EU VAT location of supply and invoicing rules require that certain data be captured and saved for legal reasons (see this overview). The precise requirements depend on the location and the transaction amount, and the pricing itself changes too (different currencies and potentially exclusion from EU VAT or other local taxes), so there is some sort of recursion at play.
You can cut the Gordian Knot by proceeding in a specific order so as to improve UX while making sure you get everything you need (including the all-important payment information handled by Stripe).

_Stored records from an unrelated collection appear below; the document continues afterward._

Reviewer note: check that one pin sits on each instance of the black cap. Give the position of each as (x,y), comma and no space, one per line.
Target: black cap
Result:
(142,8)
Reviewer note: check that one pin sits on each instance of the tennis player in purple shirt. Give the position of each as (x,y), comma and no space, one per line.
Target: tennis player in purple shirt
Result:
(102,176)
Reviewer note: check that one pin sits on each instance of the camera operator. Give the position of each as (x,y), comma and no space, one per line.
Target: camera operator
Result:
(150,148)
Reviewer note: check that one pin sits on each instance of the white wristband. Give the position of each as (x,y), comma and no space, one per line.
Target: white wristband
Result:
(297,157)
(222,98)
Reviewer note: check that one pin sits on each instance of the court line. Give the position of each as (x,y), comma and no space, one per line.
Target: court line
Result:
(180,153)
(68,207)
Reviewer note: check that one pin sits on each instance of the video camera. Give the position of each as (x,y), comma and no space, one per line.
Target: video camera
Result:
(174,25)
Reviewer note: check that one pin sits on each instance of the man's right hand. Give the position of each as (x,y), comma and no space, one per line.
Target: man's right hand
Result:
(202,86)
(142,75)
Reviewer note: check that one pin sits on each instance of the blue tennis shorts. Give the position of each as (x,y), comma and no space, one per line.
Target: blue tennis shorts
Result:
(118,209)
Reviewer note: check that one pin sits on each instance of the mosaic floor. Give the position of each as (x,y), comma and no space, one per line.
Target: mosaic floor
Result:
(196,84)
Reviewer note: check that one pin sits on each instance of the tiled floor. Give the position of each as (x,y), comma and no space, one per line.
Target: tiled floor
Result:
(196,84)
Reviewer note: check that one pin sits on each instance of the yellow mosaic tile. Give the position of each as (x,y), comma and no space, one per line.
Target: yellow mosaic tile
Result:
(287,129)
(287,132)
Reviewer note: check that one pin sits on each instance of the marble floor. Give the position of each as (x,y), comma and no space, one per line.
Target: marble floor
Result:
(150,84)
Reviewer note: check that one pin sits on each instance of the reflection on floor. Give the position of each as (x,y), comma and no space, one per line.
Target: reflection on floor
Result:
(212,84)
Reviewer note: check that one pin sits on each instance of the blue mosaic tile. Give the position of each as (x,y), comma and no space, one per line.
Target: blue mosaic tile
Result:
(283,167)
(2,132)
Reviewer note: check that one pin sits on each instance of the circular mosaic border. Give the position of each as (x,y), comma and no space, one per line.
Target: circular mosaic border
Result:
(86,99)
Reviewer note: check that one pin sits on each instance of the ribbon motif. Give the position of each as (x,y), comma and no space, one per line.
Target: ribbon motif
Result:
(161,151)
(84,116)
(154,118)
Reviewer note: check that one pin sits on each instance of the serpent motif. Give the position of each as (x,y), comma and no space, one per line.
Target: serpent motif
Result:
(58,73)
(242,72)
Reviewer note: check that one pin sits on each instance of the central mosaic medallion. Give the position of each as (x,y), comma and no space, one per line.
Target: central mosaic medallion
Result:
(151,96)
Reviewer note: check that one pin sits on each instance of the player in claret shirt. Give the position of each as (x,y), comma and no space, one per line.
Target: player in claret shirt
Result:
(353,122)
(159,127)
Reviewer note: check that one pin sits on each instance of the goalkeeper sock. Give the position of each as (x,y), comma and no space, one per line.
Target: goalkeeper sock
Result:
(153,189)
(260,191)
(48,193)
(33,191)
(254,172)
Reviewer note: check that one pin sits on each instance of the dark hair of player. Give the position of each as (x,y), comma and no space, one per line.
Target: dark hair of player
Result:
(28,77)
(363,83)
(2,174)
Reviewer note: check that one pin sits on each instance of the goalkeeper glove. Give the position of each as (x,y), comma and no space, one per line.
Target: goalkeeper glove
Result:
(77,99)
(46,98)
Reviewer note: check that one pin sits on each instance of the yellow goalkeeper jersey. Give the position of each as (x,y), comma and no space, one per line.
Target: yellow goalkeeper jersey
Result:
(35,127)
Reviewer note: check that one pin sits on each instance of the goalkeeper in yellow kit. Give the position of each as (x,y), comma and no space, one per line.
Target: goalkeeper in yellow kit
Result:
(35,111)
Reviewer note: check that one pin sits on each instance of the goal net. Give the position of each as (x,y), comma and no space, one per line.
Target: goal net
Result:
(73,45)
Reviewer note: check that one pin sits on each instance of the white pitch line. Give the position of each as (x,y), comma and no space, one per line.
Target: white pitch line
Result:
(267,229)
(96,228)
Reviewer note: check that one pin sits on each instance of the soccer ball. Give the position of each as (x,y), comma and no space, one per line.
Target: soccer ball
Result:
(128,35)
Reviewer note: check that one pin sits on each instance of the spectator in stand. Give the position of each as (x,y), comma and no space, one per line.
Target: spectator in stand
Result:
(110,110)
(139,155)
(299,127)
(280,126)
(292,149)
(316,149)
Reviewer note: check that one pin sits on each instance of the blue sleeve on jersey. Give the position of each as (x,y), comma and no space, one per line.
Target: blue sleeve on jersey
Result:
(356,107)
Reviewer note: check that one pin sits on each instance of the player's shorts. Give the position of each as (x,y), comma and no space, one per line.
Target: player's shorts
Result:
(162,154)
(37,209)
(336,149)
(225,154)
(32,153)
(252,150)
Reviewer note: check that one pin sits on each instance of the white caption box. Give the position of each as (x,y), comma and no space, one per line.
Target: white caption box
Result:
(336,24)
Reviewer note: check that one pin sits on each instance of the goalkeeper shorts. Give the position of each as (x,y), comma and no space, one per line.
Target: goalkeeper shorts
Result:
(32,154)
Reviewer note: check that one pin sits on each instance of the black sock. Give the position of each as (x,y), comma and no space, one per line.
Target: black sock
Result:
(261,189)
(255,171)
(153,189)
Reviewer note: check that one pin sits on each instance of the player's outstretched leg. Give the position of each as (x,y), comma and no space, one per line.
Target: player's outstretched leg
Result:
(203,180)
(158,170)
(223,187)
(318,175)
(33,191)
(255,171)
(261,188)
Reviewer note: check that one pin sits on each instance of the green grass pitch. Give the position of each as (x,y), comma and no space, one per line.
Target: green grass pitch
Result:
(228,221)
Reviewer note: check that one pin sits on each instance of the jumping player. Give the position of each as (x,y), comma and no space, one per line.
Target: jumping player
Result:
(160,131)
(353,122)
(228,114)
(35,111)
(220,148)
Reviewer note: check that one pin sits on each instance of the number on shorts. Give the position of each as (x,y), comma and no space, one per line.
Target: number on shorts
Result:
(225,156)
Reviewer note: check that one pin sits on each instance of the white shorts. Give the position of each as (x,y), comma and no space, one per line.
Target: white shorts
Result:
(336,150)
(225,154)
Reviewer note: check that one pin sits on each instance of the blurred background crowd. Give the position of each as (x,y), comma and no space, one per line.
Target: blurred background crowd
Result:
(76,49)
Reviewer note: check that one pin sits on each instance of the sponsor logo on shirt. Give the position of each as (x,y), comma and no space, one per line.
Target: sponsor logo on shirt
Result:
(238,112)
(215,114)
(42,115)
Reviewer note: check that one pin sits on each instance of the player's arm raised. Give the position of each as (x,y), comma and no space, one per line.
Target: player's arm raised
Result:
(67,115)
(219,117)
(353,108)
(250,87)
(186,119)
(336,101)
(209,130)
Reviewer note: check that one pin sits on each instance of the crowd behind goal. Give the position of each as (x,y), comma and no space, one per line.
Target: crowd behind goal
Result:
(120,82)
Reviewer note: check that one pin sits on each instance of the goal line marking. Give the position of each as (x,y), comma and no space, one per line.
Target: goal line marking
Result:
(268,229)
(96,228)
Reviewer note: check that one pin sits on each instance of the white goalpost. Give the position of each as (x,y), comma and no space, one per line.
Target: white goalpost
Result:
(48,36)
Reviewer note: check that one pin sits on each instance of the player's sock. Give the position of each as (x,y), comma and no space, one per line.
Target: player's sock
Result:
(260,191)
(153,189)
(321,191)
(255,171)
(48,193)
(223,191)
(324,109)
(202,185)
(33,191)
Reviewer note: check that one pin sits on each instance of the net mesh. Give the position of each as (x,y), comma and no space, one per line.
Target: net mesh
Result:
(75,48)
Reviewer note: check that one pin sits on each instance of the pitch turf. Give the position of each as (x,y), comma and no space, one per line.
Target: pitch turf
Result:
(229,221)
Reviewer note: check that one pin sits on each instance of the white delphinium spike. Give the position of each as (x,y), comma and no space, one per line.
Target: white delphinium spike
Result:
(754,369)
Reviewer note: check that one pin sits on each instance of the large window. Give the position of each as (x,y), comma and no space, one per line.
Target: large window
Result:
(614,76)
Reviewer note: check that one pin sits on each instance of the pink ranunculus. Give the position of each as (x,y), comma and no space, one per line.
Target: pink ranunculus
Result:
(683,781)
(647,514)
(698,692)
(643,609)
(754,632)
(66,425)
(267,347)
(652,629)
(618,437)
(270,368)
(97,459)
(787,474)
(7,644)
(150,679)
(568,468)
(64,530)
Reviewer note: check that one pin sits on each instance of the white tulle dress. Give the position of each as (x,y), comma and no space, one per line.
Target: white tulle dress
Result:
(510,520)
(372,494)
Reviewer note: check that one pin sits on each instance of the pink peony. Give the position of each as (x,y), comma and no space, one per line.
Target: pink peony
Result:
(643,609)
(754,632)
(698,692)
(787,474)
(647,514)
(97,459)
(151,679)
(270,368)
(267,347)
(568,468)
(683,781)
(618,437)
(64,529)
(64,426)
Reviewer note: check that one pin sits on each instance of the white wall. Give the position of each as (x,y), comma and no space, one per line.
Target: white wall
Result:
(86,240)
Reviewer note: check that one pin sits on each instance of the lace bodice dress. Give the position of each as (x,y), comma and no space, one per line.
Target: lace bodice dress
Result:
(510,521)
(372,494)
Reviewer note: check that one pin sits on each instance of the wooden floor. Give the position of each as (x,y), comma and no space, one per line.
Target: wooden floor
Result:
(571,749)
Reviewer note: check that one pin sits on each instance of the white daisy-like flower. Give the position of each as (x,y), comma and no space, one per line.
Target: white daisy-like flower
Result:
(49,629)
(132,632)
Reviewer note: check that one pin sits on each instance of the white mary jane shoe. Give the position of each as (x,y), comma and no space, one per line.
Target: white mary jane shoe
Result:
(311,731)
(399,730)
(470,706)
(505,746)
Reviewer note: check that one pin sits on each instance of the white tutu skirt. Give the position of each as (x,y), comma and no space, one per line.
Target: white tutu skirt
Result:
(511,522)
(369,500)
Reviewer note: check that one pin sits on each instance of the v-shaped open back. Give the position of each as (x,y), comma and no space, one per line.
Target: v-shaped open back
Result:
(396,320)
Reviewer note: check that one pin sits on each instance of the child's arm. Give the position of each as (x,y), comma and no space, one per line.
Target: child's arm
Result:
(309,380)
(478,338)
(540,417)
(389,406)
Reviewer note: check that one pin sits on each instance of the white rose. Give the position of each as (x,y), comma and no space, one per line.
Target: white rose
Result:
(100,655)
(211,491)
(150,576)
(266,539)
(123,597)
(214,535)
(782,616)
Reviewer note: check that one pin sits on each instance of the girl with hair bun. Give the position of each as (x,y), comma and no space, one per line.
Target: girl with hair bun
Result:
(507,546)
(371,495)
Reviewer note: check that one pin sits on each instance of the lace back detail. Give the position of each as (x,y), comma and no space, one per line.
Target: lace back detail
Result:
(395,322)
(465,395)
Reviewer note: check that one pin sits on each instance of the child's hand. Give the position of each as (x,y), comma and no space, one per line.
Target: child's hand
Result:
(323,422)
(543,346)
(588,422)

This entry belongs to a series of posts on EU VAT + invoicing requirements and (credit/debit) card payment + fulfillment using Stripe:
- legalities
- initial pricing and data capture
- computing the location of supply
- transactional payment and fulfillment
Initial price determination
The first step in the purchase process is presenting correct pricing info to the (still potential) customer. The full information will only be available later in the process, but as a first approximation we use the client IP address to determine whether to present “EU prices” (VAT included, in EUR – non-Eurozone EU customers will be charged in their respective currencies by Stripe with automatic conversion) or “international prices” (USD without VAT).
We use Maxmind’s GeoLite2 IP geolocation database.
The IP address is the one provided by the reverse proxy/load balancer in the
X-Forwarded-For
HTTP header or the remote address from the TCP socket.
Data capture
We then need to capture data until we have everything needed for invoicing and to determine the location of consumption.
In some circumstances, you can get away with less data than that required for the full “2 pieces of evidence + full invoice info” worst-case, allowing to improve UX by omitting things you’re not legally required to have. For instance, in our case, we can skip the customer name and billing address for sales to EU end-users under 400€. This is an optimization that only applies in a few cases, however, so we must implement the full-scale data entry process.
We capture data in this order:
- credit/debit card
- billing address and optional EU VAT number (for businesses)
We already have one piece of evidence at the start of the process, the client IP. Since we’re going to need the card info to perform the payment, by capturing it before the billing address, it’s likely we have the required 2 matching pieces of evidence, which would allow us to skip the name and billing address when simplified invoices can be emitted.
Card credentials
We capture credit/debit card credentials securely (“tokenize” them actually, because we never have access to the credentials) with Stripe’s Elements client-side API. Stripe’s Javascript gives you a token corresponding to the credit card which you can forward to the server in order to create a credit card object with the server API.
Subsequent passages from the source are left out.